Only one state doesn’t require most or all children to wear seat belts when riding in the back seat of a vehicle — Oklahoma.
Safety advocates want to change that.
Too many children are dying and being maimed in traffic accidents on state roads. Vehicle collisions are the No. 1 cause of death for Oklahoma children age 8 and older, The Oklahoman reported recently. In 2017, 16 Oklahoma children in that age range died, and 67 were injured in vehicle collisions, according to Oklahoma Highway Safety Office data.
And a lot of those kids aren’t wearing seat belts. The U.S. Centers for Disease Control and Prevention reports that of the children 12 years old and younger who died in crashes in 2017 (for which restraint use was known), 35% were not buckled up.
Changing state law to require back seat children to wear seat belts has been proposed in the past, but it hasn’t gone anywhere in the Oklahoma Legislature. Sen. Carri Hicks has promised to bring the idea back to lawmakers next year. Her bill should be considered, debated and passed.

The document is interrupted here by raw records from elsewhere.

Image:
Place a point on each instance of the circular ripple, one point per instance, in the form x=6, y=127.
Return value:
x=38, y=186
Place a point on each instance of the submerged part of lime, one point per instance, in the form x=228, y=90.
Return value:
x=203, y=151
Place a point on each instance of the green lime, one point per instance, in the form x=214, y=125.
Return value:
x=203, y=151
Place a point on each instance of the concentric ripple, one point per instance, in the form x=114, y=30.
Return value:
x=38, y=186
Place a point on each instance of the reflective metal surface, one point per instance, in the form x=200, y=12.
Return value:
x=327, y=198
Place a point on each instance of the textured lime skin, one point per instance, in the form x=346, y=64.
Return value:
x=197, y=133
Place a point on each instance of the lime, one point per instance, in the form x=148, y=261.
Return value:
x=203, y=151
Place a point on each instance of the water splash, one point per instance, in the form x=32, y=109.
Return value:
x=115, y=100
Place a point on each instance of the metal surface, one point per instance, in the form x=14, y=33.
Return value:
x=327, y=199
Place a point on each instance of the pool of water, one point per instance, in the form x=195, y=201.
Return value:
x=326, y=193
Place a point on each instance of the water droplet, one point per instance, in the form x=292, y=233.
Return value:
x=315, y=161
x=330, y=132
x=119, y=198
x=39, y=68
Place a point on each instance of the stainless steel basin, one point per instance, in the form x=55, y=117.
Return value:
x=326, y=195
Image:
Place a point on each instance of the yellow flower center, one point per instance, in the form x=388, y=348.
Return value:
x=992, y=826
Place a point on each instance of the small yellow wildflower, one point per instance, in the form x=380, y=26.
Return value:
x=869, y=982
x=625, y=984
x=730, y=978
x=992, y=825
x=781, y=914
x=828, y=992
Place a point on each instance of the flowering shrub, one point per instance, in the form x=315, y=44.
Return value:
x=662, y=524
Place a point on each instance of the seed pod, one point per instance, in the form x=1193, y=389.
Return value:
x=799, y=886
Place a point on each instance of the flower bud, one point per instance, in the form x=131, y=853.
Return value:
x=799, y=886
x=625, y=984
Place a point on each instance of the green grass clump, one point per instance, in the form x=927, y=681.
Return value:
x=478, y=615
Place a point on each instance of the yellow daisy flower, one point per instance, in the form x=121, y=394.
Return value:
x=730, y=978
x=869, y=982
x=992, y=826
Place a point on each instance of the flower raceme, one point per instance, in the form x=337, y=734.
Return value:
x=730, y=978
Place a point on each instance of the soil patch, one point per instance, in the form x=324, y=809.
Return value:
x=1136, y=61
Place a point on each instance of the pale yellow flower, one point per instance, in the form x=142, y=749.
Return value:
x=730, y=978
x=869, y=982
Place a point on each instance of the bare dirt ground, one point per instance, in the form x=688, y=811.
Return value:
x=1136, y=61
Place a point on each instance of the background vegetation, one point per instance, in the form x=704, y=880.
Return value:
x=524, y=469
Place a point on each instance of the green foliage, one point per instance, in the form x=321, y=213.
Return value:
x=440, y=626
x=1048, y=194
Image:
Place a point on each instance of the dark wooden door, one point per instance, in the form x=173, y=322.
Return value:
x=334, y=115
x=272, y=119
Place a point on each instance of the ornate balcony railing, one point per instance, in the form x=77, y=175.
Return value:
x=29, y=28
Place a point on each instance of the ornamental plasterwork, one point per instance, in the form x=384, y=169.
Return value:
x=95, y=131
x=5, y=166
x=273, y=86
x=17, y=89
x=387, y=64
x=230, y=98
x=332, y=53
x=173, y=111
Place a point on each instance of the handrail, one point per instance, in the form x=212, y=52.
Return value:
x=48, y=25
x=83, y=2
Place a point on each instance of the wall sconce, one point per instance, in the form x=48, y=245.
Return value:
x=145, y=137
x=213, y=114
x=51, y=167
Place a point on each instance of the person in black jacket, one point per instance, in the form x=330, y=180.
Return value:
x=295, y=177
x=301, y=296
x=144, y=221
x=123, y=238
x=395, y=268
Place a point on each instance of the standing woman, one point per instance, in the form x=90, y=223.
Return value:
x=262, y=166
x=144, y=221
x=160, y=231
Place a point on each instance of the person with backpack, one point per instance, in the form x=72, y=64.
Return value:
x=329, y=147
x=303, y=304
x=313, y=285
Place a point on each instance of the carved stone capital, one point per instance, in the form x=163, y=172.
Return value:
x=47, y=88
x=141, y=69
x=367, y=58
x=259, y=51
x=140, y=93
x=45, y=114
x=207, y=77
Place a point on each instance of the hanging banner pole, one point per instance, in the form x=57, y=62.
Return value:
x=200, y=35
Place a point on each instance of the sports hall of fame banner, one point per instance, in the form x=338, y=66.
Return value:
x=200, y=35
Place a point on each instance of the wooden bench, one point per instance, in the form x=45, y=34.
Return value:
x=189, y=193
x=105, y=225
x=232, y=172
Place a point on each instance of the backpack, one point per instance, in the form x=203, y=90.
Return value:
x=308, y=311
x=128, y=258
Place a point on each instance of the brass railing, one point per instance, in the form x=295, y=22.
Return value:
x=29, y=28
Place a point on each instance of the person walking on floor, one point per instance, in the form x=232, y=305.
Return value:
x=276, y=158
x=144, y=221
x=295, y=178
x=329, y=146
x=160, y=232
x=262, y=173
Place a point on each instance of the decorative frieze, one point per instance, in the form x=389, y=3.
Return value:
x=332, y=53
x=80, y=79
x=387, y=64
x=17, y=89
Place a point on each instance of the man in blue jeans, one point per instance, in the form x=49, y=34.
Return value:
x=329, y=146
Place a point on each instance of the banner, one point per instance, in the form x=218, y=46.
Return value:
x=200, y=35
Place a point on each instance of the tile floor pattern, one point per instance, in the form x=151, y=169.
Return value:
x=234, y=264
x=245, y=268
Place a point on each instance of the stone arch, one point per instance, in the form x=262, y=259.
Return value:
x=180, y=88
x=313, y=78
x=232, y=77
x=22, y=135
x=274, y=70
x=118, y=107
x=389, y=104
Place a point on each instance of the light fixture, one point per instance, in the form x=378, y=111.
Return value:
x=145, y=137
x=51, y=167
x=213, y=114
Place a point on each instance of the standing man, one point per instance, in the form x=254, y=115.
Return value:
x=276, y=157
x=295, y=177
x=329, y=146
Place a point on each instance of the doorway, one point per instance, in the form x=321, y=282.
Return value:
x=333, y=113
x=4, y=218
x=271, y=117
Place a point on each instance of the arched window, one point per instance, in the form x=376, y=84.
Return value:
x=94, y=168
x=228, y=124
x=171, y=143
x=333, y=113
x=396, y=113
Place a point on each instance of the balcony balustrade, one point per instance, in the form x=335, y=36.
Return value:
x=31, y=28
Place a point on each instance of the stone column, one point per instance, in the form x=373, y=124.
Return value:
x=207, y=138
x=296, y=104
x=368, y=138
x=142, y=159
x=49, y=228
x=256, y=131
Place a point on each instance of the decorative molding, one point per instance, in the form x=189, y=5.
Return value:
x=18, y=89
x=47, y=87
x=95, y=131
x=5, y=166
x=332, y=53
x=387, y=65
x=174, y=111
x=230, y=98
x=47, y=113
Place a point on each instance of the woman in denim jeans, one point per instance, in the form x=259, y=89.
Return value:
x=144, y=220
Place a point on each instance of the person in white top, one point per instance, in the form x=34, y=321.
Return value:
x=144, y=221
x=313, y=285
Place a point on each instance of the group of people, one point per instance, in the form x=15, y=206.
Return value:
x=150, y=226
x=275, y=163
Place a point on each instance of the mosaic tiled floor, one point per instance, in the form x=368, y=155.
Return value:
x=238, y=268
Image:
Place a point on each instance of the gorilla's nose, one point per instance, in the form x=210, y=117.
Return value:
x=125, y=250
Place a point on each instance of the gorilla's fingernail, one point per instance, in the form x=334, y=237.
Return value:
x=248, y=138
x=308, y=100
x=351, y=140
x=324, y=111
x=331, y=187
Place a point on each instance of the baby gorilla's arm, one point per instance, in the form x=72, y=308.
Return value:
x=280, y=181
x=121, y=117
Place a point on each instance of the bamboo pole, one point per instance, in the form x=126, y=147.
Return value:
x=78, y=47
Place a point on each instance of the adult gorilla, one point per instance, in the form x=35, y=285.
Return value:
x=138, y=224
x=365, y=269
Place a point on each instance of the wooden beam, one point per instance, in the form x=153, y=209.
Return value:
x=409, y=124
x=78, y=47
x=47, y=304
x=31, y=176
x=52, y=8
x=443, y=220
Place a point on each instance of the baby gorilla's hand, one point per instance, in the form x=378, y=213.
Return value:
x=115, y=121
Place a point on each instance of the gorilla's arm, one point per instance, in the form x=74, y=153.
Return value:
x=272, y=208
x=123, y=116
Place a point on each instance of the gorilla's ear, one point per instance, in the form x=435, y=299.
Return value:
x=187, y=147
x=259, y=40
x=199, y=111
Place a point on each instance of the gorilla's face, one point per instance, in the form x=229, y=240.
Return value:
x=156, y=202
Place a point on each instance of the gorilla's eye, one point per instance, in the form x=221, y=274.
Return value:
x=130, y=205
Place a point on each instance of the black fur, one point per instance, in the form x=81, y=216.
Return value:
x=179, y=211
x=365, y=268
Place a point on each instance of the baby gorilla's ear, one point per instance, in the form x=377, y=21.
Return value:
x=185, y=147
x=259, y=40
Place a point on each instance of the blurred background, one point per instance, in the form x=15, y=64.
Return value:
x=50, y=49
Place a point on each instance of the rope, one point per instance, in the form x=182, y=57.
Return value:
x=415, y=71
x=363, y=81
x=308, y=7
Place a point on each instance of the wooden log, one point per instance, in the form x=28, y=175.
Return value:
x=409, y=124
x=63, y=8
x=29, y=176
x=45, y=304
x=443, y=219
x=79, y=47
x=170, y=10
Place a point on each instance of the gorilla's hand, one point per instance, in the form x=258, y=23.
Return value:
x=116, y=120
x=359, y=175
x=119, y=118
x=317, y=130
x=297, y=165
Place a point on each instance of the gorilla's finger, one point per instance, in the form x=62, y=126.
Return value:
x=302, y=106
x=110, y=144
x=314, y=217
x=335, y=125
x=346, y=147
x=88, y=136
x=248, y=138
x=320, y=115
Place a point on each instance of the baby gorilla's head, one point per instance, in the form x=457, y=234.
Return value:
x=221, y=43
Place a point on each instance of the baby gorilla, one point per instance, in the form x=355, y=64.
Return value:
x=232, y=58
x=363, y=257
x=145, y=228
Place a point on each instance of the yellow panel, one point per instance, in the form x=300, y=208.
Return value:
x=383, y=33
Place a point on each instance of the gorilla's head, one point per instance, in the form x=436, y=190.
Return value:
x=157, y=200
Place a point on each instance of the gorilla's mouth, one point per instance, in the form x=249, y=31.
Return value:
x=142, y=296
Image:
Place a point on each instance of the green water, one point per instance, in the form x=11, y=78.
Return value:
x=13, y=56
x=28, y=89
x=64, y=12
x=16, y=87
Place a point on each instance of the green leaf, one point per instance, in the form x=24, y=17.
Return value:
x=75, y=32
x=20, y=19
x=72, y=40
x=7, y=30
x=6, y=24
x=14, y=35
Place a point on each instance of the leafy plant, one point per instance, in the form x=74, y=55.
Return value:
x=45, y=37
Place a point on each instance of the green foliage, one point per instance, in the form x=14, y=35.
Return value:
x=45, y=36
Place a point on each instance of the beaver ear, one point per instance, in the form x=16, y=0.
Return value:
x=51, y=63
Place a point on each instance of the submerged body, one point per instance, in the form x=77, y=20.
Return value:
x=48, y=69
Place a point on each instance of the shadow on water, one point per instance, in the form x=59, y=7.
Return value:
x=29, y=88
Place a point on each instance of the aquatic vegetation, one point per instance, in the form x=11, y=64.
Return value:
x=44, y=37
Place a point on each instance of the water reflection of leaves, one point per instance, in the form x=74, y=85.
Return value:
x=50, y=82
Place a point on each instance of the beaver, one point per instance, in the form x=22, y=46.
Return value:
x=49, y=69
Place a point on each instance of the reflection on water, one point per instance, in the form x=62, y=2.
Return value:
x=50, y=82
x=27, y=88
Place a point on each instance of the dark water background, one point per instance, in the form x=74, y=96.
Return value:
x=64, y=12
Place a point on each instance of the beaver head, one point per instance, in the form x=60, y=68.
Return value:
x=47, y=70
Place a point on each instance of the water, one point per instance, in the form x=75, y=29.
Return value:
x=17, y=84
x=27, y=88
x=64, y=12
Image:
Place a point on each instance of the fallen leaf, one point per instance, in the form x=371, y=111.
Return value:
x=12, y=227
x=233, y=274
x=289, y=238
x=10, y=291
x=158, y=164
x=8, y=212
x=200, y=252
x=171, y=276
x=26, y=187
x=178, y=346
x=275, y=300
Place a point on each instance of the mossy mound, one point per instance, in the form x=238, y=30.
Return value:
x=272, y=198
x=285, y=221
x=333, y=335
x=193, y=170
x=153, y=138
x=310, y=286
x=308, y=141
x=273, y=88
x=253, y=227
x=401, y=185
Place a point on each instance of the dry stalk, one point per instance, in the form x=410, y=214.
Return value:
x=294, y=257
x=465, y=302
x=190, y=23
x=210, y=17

Will changing Oklahoma’s law make a difference? The National Highway Traffic Administration reports laws make a difference. NTHSA data shows states with tough primary seat belt laws see far higher rates of seat belt use. Laws that allow drivers to be pulled over just for failing to buckle up have achieved seat belt use rates above 92%. States without such laws achieved rates of only 83%.
Kids test boundaries as they get older. Children who grow up riding in car seats, resist the rules of the road as they enter their tweens. Parents, never planning to have an accident, give in. Usually, the result is benign, but occasionally it is tragic.
A state law mandating seat belt use by any child in a car gives parents more motivation to insist their children buckle up. If changing the law saves one child’s life, it’s obviously worth it.